Sokaklarda çocuk sesleri azalsa da bitmeyen,
harçlıkları harcamak için hâlâ mahalle bakkalı bulunabilen, lavanta kokulu eski
bayramlar; çaylar, kahveler, baklavalar eşliğinde komşularla, akrabalarla
birlik içinde kutlanmakta Egeye Dönüş
yapanlarca…
Bayram Çocuğu |
Elbette eskiden bayramlar daha farklıydı, ama dünyada
değişmeyen tek şey değişimin sürekliliği değil mi?
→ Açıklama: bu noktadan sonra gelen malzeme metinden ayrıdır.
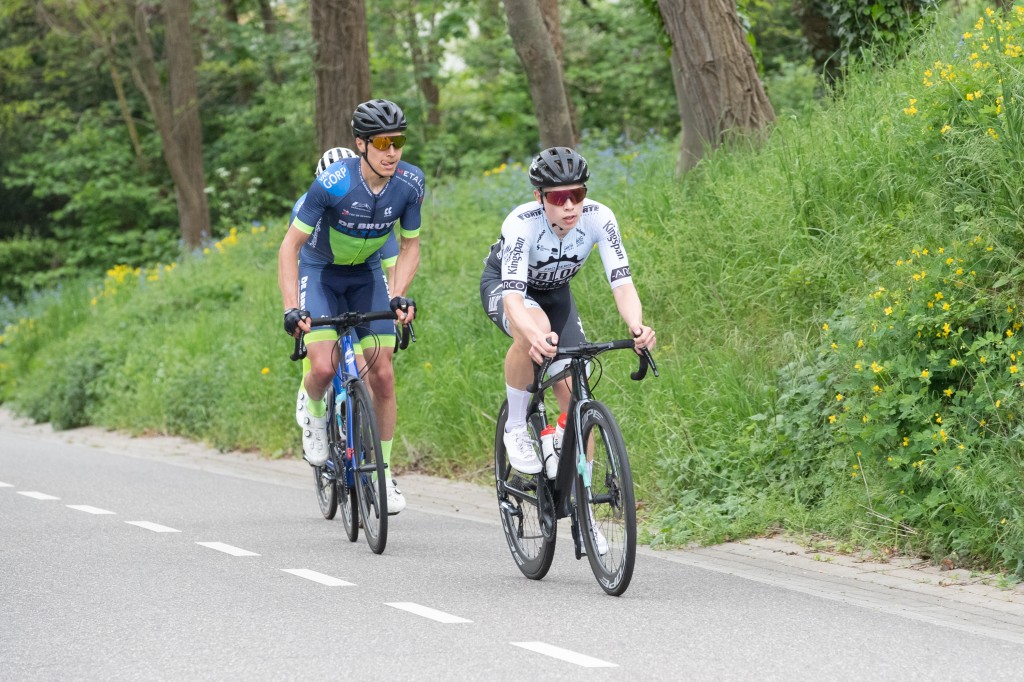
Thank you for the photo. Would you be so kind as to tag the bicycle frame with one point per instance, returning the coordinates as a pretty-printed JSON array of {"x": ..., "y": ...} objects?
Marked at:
[
  {"x": 347, "y": 372},
  {"x": 573, "y": 449}
]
Çocukluğumuzda görece olarak varlıklı bir hayata sahip
olduğumuz halde, paranız olsa da harcanacak yer olmayan bir ülkede yaşadığımızı
unutmayalım. O yüzdendi belki de bayramlıklara aşırı sevinmemiz. Bugün
çocuklarımız daha çok alternatif içinde daha çok tüketerek yaşıyorlar. Tabii ki
bu yönüyle bizim hayattan aldığımız zevki almaları güç olabilir. Ama hangi
anne-baba çocuğunun yokluk çekmesini arzu eder ki?
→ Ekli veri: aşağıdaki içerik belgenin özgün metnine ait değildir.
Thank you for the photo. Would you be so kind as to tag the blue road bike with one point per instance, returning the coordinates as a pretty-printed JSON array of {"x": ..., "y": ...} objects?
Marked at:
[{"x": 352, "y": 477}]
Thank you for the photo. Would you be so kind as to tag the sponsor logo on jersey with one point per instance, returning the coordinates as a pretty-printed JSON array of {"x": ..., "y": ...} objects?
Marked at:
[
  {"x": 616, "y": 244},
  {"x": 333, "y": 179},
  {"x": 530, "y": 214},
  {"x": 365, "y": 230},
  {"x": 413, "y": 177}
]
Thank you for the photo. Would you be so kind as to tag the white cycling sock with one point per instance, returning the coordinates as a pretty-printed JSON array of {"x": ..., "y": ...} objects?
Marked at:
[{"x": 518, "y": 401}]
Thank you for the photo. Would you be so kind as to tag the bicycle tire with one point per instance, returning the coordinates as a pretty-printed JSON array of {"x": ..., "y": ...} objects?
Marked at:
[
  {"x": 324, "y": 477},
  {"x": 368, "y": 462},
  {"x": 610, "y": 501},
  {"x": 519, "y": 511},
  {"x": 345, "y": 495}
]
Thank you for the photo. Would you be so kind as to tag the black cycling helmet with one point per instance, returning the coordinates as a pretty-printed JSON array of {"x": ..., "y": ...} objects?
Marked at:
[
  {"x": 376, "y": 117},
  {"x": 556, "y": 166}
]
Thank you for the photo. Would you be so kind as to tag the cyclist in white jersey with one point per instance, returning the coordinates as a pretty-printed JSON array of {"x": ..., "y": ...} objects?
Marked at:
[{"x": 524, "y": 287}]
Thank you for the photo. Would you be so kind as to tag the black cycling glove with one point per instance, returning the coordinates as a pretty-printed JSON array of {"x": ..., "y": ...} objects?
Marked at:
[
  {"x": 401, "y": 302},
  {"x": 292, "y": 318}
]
Ege’de hâlâ bayram sabahları top atışıyla karşılanıyor.
Bayram namazı çıkışı ailece bayramlaşıp, büyüklerin de bulunduğu kahvaltı
sofrasına oturuluyor gülen yüzlerle. Bizim büyüklerimizle evlerimizin arasında
şehirler kadar uzak mesafeler yok. Ege şehirlerinde yürüme mesafesi tüm
uzaklıklar.
Ege şehirlerinde yaşayan çocuklar yine bayramlıkları
ile mutludur. Belki pabuçlarımızı başucumuza koyup mutluluktan uyuyamadığımız
çocukluğumuzdaki kadar değil ama yeni kıyafetlerin giyilmesi heyecanıyla, arefe
akşamından zeytinyağlı sabunlarla yapılan mis
kokulu banyoların rahatlatmasıyla melekler gibi uykuya dalar çocuklar…
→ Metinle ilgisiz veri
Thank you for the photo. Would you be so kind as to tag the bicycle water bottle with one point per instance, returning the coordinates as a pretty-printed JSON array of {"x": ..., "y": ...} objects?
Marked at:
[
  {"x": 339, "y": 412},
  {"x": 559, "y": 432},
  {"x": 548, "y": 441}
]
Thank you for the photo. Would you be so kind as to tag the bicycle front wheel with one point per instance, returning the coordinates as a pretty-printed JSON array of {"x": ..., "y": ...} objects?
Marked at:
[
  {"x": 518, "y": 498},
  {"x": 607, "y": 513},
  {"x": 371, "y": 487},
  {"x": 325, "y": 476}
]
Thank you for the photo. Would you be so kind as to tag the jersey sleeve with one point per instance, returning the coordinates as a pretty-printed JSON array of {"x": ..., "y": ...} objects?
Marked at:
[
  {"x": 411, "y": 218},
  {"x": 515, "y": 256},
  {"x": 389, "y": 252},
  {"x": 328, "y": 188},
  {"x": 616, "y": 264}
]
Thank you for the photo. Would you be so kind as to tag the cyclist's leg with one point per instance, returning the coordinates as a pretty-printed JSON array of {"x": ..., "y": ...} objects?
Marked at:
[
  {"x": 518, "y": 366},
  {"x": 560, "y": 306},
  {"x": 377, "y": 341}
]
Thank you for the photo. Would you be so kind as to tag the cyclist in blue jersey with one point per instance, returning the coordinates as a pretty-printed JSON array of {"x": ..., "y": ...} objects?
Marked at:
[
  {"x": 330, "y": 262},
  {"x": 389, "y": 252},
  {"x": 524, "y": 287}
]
Bayramlaşmalardan sonra alacakları harçlıklarla bizim gibi "Bayramyeri" değilse de, lunapark bekler onları. Hem artık
dondurma da daha boldur şehirlerde otuz yıl öncesine göre. Biz mısırı koçanla
yerken onlar bardakta ve soslarla bezenmiş şekilde alırlar belki de ama yine de
bayramda pamuk şeker vardır, gazoz vardır, alın teri akıtarak kazanılmış
harçlıklarla alınan…
Büyükler Bayramyeri’nde sigara kazanmak için kasnak ya
da penaltı atmazlar bugünün bayramlarında, ama çocuklarıyla vakit geçirme
mutluluğunu yaşarlar yine de doya doya… Ege'de sadece bilgisayar oyunlarında
değildir çocukların araba kullanması, lunaparktaki çarpışan otoları da coşkuyla
sağa sola savururlar bayramları mutlu geçirirlerken. Vakitleri vardır bunun
için çünkü. Daha az koşuşturur, daha çok yaşamaya vakit ayırırlar.
Bayramı Hatırlatan 2 Değer |
Lavanta keseleri yoktur mendillerin
arasında eskisi gibi ama portakal çiçeği
kokan, ıhlamur kokan, kiraz çiçeği kokan, Ege gibi incir kokan kolonyalar
ikram edilir bayramda gelen konuklara.
Kolonya Kültürü Bayramın Vazgeçilmezlerindendir |
Ev yapımıdır baklavalar hâlâ Ege bayramlarında.
Hanımların boynunu süsleyen kolyeler gibi,
lavaboya asılan kaneviçe işlemeli havlular gibi.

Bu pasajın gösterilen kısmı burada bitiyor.